W Łodzi podkreślano, że 4You Airlines może być remedium na problemy portu, który z roku na rok traci pasażerów. W piątek te plany oficjalnie zostały przekreślone.
- Lotnisko wypowiedziało umowę liniom 4You Airlines - poinformował w piątek wiceprezydent Łodzi (głównego udziałowca lotniska) Marek Cieślak.
"Jeżeli się uda, to zapraszamy"
Decyzja ta związana jest z tym, że przyszłość przewoźnika stanęła pod dużym znakiem zapytania. 4You Airlines zawiesiła w tym tygodniu sprzedaż biletów, a Urząd Ochrony Konkurencji i Konsumentów ma wątpliwości co do legalności działania przewoźnika. W piątek śledztwo w sprawie firmy wszczęła prokuratura okręgowa w Warszawie. Śledczy będą wyjaśniać, dlaczego 4You Airlines sprzedawała bilety, chociaż formalnie firma nie miała licencji przewoźnika lotniczego przyznawanej przez Urząd Lotnictwa Cywilnego.
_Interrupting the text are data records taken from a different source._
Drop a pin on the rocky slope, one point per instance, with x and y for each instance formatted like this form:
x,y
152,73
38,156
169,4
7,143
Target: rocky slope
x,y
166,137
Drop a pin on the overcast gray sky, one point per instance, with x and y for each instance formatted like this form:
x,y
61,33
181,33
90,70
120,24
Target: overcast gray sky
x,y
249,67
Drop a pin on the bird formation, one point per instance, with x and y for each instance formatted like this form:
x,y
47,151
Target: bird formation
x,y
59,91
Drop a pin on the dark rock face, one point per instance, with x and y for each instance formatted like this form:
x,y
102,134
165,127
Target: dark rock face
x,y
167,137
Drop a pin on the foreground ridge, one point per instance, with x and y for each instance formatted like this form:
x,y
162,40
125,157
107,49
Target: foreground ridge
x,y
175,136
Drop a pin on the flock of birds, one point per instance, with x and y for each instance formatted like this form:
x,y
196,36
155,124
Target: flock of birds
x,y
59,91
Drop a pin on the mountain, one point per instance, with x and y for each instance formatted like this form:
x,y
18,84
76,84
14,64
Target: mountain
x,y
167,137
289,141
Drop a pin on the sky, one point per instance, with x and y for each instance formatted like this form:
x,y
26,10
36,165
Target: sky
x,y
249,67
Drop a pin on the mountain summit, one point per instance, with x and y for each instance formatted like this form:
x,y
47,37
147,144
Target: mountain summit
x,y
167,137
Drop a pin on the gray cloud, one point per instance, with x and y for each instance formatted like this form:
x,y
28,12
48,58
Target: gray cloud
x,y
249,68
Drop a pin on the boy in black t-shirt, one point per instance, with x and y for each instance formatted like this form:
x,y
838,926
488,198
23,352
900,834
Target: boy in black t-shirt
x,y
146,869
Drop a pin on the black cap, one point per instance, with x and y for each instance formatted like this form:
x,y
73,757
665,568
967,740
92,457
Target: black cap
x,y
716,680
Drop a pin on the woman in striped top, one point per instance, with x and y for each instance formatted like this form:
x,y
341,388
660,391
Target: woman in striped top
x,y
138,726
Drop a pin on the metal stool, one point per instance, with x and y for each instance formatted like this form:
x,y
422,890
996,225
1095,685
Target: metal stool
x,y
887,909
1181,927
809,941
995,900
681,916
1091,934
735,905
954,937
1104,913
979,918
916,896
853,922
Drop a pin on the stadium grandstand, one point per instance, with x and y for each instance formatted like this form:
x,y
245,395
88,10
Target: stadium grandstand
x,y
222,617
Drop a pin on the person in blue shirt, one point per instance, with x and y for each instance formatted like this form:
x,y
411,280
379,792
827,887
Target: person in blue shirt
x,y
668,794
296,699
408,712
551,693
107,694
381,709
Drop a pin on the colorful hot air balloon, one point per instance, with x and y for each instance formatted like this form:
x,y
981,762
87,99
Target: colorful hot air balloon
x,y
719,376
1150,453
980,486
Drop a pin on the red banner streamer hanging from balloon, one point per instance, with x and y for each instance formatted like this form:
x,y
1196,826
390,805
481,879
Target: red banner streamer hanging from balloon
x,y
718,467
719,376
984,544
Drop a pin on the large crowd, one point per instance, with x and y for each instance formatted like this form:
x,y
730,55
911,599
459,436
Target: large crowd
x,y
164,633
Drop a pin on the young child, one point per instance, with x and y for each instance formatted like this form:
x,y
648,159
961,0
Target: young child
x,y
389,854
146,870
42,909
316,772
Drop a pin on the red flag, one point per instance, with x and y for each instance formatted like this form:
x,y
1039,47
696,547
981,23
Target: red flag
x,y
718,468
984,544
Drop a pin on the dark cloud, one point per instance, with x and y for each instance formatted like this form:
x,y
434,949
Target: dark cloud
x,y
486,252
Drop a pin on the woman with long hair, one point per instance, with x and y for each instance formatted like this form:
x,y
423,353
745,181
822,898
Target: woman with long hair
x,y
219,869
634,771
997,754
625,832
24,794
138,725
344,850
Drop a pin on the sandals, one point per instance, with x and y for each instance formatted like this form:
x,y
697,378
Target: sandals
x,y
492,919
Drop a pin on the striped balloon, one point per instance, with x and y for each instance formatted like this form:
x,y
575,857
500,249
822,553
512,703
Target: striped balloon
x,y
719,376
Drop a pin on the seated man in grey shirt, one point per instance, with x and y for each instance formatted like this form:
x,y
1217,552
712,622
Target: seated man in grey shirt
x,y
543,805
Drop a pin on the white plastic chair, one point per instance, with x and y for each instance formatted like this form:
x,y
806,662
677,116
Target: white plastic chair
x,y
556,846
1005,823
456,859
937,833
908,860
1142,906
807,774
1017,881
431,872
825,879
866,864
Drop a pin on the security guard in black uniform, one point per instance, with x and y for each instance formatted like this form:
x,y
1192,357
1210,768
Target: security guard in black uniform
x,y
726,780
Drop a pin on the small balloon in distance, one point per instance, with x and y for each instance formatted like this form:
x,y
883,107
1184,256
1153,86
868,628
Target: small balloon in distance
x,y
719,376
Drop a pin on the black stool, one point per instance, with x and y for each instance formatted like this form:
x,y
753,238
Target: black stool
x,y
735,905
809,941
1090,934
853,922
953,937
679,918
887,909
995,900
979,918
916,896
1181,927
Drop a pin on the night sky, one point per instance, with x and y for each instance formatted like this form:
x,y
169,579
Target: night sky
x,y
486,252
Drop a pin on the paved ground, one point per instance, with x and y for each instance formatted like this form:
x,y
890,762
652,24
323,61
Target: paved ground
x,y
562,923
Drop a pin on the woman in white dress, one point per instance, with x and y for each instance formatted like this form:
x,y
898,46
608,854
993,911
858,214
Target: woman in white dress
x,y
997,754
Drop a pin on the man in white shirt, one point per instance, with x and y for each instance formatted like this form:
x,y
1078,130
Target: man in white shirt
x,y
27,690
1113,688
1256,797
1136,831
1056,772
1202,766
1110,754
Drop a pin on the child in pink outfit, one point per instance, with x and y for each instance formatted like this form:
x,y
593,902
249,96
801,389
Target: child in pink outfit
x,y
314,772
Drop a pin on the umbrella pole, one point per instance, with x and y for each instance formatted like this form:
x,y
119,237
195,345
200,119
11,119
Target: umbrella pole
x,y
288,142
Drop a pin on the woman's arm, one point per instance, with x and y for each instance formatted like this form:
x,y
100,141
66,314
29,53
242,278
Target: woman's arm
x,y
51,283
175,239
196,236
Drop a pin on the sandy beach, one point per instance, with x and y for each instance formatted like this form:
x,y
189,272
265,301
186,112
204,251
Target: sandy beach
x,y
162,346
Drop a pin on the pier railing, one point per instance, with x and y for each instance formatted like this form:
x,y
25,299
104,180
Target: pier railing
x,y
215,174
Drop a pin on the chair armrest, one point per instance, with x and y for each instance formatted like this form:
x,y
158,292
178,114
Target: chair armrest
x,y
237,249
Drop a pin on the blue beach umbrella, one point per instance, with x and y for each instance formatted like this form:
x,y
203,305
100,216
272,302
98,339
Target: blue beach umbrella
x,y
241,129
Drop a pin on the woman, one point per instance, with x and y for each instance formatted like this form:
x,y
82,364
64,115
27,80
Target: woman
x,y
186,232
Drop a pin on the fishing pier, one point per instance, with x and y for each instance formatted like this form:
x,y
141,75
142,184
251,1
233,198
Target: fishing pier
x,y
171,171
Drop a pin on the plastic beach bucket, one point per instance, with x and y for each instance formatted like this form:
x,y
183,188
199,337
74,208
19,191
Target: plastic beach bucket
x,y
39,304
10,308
Jak podkreślają przedstawiciele łódzkiego portu, decyzja o wypowiedzeniu umowy nie oznacza, że 4You Airlines nie ma szans na latanie z Łodzi.
- Jeżeli firma poradzi sobie z problemami i rozpocznie działalność może być pewna, że będziemy zainteresowani współpracą - informuje Bieńkowska.
Dyrektor żegna się z pracą
Na piątkowym spotkaniu z dziennikarzami zarząd lotniska poinformował, że z pracą od listopada pożegna się Mariusz Jachimek, dyrektor marketingu i sprzedaży łódzkiego lotniska.
Skąd ta decyzja? Dyrektor Jachimek występował przez kilka miesięcy w podwójnej roli: pracował zarówno w łódzkim porcie, jak i w 4You Airlines.
I chociaż, kiedy sprawa została nagłośniona, Marek Cieślak, wiceprezydent Łodzi odpowiedzialny za nadzorowanie spółki stwierdził, że "nie widzi konfliktu interesów", to podwójna rola dyrektora budziła coraz więcej emocji.
Dwa tygodnie temu Mariusz Jachimek zakończył pracę w 4You. Tłumaczył, że "wykonał to, co zostało mu zlecone" - czyli opracował siatkę połączeń nowego przewoźnika.
Ta argumentacja jednak nie przekonała najwyraźniej rady nadzorczej łódzkiego portu, chociaż oficjalnie nie podano, dlaczego Jachimek pożegna się z funkcją.